En Australie, Brock & Britton, (1995) de leur part, ont testé la viabilité des banques de semences de 21 espèces issues de 6 mares différentes au bout de onze années; un seul échantillon

donnait encore des germinations et seules 2 espèces (Juncus articulatus et Myriophillum

variifolium), continuaient à germer. De même lors de projets de restauration de deux mares

temporaires du sud de la France, l’analyse préalable des stocks semenciers a montré que les espèces caractéristiques de ces deux mares n’étaient plus viables après environ quinze et trente ans (Grillas et al.,1998; Grillas et al.,2004).

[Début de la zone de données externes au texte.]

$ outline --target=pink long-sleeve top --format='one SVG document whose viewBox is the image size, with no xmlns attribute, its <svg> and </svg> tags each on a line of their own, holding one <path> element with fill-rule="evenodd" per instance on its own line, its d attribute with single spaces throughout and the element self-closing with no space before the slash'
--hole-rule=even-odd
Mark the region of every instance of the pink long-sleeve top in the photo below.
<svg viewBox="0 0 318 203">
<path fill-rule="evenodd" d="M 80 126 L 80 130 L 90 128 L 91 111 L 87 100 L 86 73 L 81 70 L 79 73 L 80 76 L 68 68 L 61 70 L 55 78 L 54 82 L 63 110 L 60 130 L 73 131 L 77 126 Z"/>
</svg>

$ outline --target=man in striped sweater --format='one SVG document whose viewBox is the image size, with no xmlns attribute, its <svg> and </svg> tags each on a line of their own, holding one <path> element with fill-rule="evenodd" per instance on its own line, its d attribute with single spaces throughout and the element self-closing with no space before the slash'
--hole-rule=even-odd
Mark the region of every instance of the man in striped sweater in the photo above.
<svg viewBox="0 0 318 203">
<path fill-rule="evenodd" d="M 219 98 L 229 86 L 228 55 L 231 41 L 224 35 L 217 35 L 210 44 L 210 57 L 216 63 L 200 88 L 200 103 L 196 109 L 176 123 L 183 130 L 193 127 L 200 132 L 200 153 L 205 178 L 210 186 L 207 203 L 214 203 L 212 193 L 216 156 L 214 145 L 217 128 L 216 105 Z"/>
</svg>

Chez les espèces des mares temporaires, des mécanismes de dormance limitent le pourcentage de germinations lors d’une année donnée réduisant les risques d’extinction des populations (Bonis et al.,1995). La sortie de dormance est contrôlée, en partie, par des facteurs environnementaux, tels que la lumière, la saturation en eau du sédiment et la température, mais aussi par des processus physiologiques (Grillas et al.,2004).

III.3.6. Polymorphisme de l’appareil végétatif

Le port de la plupart des espèces varie en fonction du degré d'inondation. Par exemple, dans une dépression très peu longtemps humectée, Illecebrum verticillatum est très petit (de 1 à 5 cm de long) et ses entre-noeuds sont très courts (de moins de 1 mm). Au contraire, en pleine eau, il présente :

Une tige non ramifiée, traversant tout le plan d'eau, à entre-nœuds très longs (de plus de 15 cm) et pouvant dépasser 1 m.

Une importante ramification à la surface du plan d'eau, émettant de nombreuses tiges secondaires, flottantes et florifères, de 10 à 20 cm de long et à entre-noeuds courts, de moins de 1 cm. Un polymorphisme du même type existe chez d’autres espèces : Ranunculus baudotii;

Alopecurus bulbosus, Cynodon dactylon, Lotus angustissimus subsp. suaveolens, Polypogon subspathaceus (Paradis & Pozzo Di Borgo, 2005).